The weak GDP figures had led some economists, including those at Goldman Sachs, to anticipate a “dovish pivot” in the RBA’s policy at its final meeting of the year on December 5. However, markets and economists expect that no rate cut will come before Christmas, with the RBA likely holding firm until at least April 2025, just ahead of a federal election.
This prolonged period of inaction is creating tension between the RBA’s inflation-targeting board, headed by Governor Michele Bullock, and a government eager to secure a second term by offsetting high living costs through handouts and tax cuts. As money markets suggest, the RBA is unlikely to ease rates before April 2025, despite the ongoing strain on household budgets in a country with high levels of debt.
“It’s too soon to say whether the RBA’s experiment has been successful,” said Sally Auld, Chief Investment Officer at JBWere. “I have probably been on the more skeptical side, but I’m watching with keen interest.”
In 2022 and 2023, the RBA followed a global tightening trend but did not raise rates as aggressively as other central banks, prioritizing employment gains. However, unlike many of its peers, inflation in Australia remains above target, and the country’s labor market remains tight. If the U.S. Federal Reserve cuts rates for the third consecutive time in December, Australia’s cash rate could fall below that of the U.S. for the first time in six years, excluding the pandemic period.
Governor Bullock has explained that Australia’s monetary policy approach differs from that of other countries because inflation here remains persistently higher, and the labor market is also tighter. “Even with a similar approach to setting policy, the time to adjust domestic monetary policy settings can differ from peer central banks,” Bullock said last month.
Since the RBA began tightening rates in May 2022, Australia’s unemployment rate has risen slightly from 3.9% to 4.1%. However, the proportion of the working-age population employed remains at an all-time high, surpassing the OECD average, according to John Hawkins, a former senior economist at the RBA.
The International Monetary Fund (IMF) has characterized the RBA’s approach as “appropriate,” though it has refrained from offering a strong endorsement. “I think they deserve more praise than that,” said Hawkins, who is now a senior lecturer at the University of Canberra.
The effectiveness of the RBA’s strategy remains uncertain, especially with a federal election approaching, which could lead to increased fiscal spending. “We think expansionary fiscal policies will increasingly temper easing cycles, including the RBA’s, as fiscal settings and rising debt come into sharper focus for investors in 2025,” said Su-Lin Ong, Chief Economist at the Royal Bank of Canada.
Additionally, there is uncertainty about how U.S. policy changes under President-elect Donald Trump could impact Australia. The RBA discussed potential scenarios at its November meeting, concluding that any impact on Australia would likely be modest, though U.S. fiscal deficits are expected to grow, making global sovereign debt markets more sensitive to shocks.

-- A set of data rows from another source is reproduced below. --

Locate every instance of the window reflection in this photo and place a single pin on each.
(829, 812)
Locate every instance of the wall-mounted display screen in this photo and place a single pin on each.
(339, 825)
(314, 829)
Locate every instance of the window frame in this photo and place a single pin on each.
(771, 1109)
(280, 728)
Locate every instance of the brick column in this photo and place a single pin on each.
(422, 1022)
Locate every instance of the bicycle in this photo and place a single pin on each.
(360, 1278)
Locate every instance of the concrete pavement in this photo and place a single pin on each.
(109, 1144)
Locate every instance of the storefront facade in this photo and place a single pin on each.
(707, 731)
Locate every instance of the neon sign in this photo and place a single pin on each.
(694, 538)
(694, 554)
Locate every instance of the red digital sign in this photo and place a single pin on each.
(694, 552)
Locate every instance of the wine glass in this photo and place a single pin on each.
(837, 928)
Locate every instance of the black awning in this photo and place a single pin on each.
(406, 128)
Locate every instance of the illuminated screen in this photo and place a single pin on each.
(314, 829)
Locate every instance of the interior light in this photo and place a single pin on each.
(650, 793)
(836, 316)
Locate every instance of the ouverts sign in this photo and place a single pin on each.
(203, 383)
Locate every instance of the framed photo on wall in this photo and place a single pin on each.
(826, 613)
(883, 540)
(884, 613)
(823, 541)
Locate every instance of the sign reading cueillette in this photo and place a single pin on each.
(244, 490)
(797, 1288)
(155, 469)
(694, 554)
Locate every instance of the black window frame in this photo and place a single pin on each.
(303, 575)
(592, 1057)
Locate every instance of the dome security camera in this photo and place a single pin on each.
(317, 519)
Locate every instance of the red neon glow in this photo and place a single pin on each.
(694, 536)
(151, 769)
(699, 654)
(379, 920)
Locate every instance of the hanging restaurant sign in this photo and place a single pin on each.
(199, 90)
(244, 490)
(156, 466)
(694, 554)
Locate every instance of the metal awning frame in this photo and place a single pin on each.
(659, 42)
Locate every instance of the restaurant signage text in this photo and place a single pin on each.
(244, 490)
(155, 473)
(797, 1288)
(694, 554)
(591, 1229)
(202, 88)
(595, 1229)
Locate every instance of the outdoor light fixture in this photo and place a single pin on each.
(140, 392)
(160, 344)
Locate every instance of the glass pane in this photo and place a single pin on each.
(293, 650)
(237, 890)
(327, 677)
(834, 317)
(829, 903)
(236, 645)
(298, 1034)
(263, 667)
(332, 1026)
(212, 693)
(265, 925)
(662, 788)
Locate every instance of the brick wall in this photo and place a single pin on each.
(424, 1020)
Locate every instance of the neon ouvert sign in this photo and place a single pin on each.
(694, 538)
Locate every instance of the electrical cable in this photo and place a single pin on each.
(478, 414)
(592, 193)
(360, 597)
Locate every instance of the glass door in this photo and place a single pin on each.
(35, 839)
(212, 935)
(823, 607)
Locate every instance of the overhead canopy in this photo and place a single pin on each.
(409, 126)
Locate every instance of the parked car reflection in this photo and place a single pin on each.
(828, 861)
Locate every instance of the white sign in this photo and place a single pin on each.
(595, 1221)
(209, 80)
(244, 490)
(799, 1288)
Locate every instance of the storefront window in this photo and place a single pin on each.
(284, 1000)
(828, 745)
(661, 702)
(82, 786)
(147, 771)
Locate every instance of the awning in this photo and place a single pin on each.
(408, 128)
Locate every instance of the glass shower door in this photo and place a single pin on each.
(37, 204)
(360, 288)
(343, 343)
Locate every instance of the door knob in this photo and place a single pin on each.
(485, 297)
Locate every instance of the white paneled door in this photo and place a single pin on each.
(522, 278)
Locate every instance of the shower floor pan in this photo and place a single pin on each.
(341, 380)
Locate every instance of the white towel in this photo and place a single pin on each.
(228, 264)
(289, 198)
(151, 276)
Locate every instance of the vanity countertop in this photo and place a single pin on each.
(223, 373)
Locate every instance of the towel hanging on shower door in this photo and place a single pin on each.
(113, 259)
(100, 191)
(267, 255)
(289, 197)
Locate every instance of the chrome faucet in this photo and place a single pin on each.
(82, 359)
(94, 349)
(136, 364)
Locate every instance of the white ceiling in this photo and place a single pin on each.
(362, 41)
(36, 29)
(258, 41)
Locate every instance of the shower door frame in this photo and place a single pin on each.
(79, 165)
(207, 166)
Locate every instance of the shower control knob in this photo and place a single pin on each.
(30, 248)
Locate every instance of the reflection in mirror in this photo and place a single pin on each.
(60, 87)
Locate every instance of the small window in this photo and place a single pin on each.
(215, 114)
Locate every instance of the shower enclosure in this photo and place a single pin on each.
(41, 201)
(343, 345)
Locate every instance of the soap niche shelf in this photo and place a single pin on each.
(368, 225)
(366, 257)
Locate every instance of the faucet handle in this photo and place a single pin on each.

Meanwhile, across the Tasman in New Zealand, the Reserve Bank of New Zealand (RBNZ) faces growing questions over whether it may have overdone its tightening cycle, having raised rates to 5.5%, the highest level since the 2008-2009 global financial crisis. The country is now on track for its second recession in less than two years.
“I think there’s a lot for us to learn from the two different approaches to monetary policy across the Tasman,” said Paul Conway, RBNZ’s chief economist, speaking at a parliamentary committee hearing on November 28. “It’s a wonderful natural experiment for macro researchers, and we will be looking closely at that.”
As Australia’s monetary policy remains firmly in place, its long-term effects on the economy—and the central bank’s approach to inflation control—will continue to draw attention from economists and policymakers both domestically and internationally.